Tutto questo avviene con quattro momenti di incontro con l’Istituto, in cui si fanno seminari e simulazioni degli esami. Non ci sono lezioni vere e proprie perché il punto di partenza è sapere che si sta parlando con degli esperti e non con persone in cerca di formazione. C’è anche un seminario che porta gli aspiranti Master of Wine in una zona vitivinicola del mondo per una settimana. Ante Covid, ovviamente.
I requisiti per diventare Master of Wine
Per diventare Master of Wine non è indispensabile avere un diploma WSET, ma è necessaria una forte conoscenza del mondo del vino e un grande spirito conoscitivo, completati dalla competenza linguistica necessaria per esprimersi su questi argomenti. In più bisogna avere una disponibilità economica di 20.000 euro all’anno per completare tutto il percorso, dato che ogni seminario, libri di testo, vini in degustazione e consulenze di Master of Wine, oltre a vitto e alloggio è a carico dell’interessato al titolo. Ci sono anche delle borse di studio a cui si può accedere scrivendo degli essay. Inoltre, se si falliscono entrambe le prove pratiche e teoriche per tre anni di fila l’istituto chiede di abbandonare il percorso per due anni per poi ricominciare dall’inizio. Diventare Master of Wine non cambia ciò che si fa nella vita, ma ne cambia il respiro. Si può chiedere un compenso più alto per le stesse mansioni di prima, ad esempio. «Ma il mio mentor dice “Lo fai per la gloria e non per i soldi”», dice Mercuri.
Il valore aggiunto per il sistema
«Gabriele Gorelli che diventa Master of Wine è un segnale molto importante, ma deve essere un punto di partenza – aggiunge Gordini – e non solo per averne altri, ma per creare una verticalità delle professioni. Nella moda è successo questo: le potenzialità produttive sono state realizzate grazie allo sviluppo di competenze strategiche legate al marketing, alla tecnologia e all’innovazione, che hanno creato un valore enorme. È quello che vogliamo costruire anche con la Milano Wine Week, che quest’anno si terrà dal 2 al 10 ottobre. Vogliamo spingere alla creazione di esperti di marketing, legislazione, retail focalizzati solo sul vino e non generici, persone con expertise verticali, che possano costruire team che creino proposizioni di valore». Con un’industria quotata 12 miliardi di euro, il vino è uno degli asset fondamentali per il futuro dell’Italia, che determinerà posti di lavoro, evoluzione e valorizzazione turistica, a cui le competenze approfondite saranno necessarie. «L’impegno di Gabriele sarà d’esempio», puntualizza Gordini.

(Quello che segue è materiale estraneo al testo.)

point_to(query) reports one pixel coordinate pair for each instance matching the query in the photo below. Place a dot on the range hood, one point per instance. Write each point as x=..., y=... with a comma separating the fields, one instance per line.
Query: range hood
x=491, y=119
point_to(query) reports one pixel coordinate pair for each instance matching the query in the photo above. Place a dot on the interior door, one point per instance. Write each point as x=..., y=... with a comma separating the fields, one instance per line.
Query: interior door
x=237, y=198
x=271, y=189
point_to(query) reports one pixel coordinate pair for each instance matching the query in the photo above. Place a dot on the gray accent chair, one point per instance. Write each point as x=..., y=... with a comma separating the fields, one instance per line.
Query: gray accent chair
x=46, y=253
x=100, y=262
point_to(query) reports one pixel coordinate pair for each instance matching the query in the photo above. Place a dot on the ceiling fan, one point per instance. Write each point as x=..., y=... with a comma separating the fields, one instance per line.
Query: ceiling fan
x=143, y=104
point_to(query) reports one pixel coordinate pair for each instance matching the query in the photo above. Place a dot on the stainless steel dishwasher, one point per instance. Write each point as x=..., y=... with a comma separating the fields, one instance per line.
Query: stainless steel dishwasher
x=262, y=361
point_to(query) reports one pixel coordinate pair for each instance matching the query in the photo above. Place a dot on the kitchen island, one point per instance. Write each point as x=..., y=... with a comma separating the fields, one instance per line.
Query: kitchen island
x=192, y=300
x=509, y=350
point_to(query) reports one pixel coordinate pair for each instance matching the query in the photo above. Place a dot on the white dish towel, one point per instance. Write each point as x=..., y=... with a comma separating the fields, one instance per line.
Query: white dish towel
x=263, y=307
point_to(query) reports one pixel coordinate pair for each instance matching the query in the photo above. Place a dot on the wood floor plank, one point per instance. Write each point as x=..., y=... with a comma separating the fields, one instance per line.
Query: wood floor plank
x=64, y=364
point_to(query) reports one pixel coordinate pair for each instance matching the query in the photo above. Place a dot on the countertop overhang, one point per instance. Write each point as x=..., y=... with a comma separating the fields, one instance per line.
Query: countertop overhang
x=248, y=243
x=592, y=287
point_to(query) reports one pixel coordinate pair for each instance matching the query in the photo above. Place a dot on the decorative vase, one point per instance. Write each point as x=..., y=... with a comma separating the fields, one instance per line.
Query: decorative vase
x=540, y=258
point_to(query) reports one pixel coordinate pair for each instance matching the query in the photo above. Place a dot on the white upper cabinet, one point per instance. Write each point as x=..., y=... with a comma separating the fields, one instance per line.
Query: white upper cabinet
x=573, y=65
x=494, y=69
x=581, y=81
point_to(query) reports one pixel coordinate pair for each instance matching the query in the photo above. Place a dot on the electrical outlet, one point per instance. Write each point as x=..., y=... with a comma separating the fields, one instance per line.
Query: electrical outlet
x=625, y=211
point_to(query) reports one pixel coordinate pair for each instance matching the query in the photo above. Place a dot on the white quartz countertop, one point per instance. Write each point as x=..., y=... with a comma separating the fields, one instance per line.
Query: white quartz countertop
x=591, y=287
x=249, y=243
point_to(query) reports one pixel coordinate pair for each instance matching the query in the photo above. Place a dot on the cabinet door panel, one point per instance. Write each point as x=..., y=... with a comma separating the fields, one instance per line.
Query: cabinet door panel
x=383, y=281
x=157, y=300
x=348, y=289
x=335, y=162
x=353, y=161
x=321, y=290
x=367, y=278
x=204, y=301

Perché l’Italia ci ha messo tanto ad avere un suo Master of Wine
Diventare Master of Wine è un’impresa difficile e importante e noi ci siamo arrivati tardi anche per dei “difetti” professionali. «L’italiano medio tende ad abbandonare le cose quando sono troppo difficili – sottolinea Mercuri – Poi c’è il retaggio storico: siamo convinti di essere grandi e molto importanti, ma non ci siamo mai fermati a guardare ciò che fanno gli altri». Gordini ricorda: «Il nostro modello nel settore è sempre stato Veronelli». Inoltre ci sono dei limiti oggettivi: è difficile comprare vino straniero in Italia perché negli store online e non si vendono solo bottiglie italiane. Per diventare Master of Wine bisogna conoscere molto ciò che succede nel mondo. Siamo arrivati tardi anche perché finora non si intuiva l’importanza di questa figura. Come spiega Mercuri, «ora abbiamo una persona che potrà dare una visione a chi vorrà intraprendere questo percorso».